Mes voisins, les Latour, s’aiment depuis des années. Exemplairement. Sous les yeux, envieux, de toutes et tous. Tant et si bien que je les appelle les Lamour.
Ce soir, je rentre à la maison, la goutte au nez, le caractère à fleur de nerfs. Je croise sur le palier Solange Latour, souriante et aussi fraîche que si elle sortait d’un frigo, perchée sur ses jolies bottines en daim. Son Didier, le ventre ceint d’un tablier de ‑cuistot, lui ouvre la porte et l’enlace. Les Lamour se séparent peu. Ils ont créé leur start-up familiale, une réussite en marche, à l’image de leur couple idéal.
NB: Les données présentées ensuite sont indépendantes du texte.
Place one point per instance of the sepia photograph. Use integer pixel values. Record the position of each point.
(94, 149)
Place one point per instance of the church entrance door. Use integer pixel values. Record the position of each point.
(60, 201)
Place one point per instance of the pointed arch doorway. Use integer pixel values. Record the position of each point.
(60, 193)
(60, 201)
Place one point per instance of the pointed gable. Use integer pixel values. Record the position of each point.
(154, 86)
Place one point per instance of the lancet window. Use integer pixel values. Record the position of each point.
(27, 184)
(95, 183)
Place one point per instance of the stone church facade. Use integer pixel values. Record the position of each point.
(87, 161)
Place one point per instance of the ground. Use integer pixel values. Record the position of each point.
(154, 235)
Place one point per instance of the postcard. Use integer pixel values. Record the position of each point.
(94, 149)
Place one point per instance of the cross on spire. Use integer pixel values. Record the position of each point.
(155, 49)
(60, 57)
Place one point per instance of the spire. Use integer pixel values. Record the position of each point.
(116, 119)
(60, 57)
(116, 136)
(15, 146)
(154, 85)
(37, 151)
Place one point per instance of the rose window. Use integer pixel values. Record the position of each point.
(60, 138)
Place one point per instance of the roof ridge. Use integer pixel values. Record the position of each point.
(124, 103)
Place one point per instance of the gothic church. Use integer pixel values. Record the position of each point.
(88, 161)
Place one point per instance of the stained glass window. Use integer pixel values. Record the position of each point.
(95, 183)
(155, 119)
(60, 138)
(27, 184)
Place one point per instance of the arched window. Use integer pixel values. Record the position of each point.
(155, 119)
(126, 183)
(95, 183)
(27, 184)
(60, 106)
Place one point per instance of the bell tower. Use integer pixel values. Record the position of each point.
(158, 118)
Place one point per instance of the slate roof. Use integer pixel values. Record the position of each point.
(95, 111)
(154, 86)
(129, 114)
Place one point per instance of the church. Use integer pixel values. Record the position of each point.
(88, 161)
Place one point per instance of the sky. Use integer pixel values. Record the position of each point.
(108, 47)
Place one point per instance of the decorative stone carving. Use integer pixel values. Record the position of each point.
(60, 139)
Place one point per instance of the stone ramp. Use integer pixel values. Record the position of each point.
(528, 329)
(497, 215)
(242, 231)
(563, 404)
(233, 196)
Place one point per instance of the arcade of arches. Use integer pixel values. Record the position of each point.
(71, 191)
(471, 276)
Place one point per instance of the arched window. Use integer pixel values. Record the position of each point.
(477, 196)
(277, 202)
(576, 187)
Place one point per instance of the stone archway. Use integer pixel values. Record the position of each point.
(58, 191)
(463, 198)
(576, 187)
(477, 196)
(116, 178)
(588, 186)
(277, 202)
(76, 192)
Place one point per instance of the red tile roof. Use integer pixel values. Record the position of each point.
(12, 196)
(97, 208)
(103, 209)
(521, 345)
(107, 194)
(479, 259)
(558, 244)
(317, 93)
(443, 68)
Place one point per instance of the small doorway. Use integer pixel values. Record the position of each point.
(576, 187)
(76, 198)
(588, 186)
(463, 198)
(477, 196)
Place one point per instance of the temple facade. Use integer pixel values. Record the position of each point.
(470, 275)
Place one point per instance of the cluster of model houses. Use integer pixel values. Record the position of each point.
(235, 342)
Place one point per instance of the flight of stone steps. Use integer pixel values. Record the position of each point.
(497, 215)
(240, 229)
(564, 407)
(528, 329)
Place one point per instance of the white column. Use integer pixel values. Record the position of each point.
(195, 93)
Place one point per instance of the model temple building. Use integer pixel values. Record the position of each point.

Une fois chez moi, je les imagine tendrement enlacés sur le canapé pendant que je me débats avec mes godillots en constatant que le champ de bataille du matin est en l’état et que Chéri fait un sudoku dans les toilettes alors que j’ai une envie de faire pipi qui me vrille la vessie. Je hurle que, si ça dure, je vais aller pisser chez les Lamour et il aboie que, si je ne suis pas contente, je peux même aller y vivre ! Je me sers un verre de rouge et j’attends en m’anesthésiant que Chéri ait fini de faire caca. Quand il sort, je suis au bord de l’explosion urinaire.
Il désamorce : « Après le pipi, on va chez Gino ? » Et nous voilà au coin de la rue devant notre resto préféré, blindé pour cause de Saint-Valentin.
Ça sent la bougie et de gros cœurs rouges dégoulinent le long des murs jusque sur les tables. Je râle tout fort en disant que cette fête est un sale coup du patriarcat pour acheter la paix des ménages. Le patron, jovial, nous indique une table sans cœur dans un coin et dit : « Asseyez-vous là, c’est la table du MLF. » Ça ne me fait pas du tout rire, mais je sépare l’homme du pizzaiolo, parce que j’adore sa « quatre saisons ».
Après avoir dégusté ma pizza en regardant mon compagnon engloutir la sienne à grands bruits de bouche, je lance la conversation. Il m’écoute. Muet, mais gentil. Ça m’énerve. Moi, je veux qu’il parle. Peut-être qu’il aimerait que je me taise. Je lui dis qu’on a du mal à communiquer, que les Lamour, eux, ils n’ont pas laissé le silence s’installer, qu’ils ont des projets ensemble. Il me dit qu’ils sont exactement la caricature du couple que je n’aimerais pas être. Je rétorque que, nous aussi, on est une caricature. De vieux couple. Bref, quand le tiramisu arrive, j’ai les yeux qui brûlent et il a les lèvres verrouillées.
Heureusement, le petit limoncello du patron nous adoucit, nous réconcilie et nous repartons réchauffés dans les rues glacées, les corps pressés de se retrouver sous la couette autour d’un projet commun.
Mais au pied de l’immeuble, des gyrophares éclairent un attroupement autour d’une forme au sol. Les bottines de Solange me sautent aux yeux. Elles dépassent de la couverture de survie. Tétanisée, j’écoute un voisin nous raconter que c’est Didier qui l’a balancée par la fenêtre, que Solange avait déjà déposé plusieurs mains courantes. Mais qu’aucune ne s’était tendue. Et nous, nous n’avions rien entendu.
Ce soir, blottis sur notre canapé au beau milieu du désordre de notre vie, nous avons pleuré en c(h)œur sur l’amour… Solange Lamour.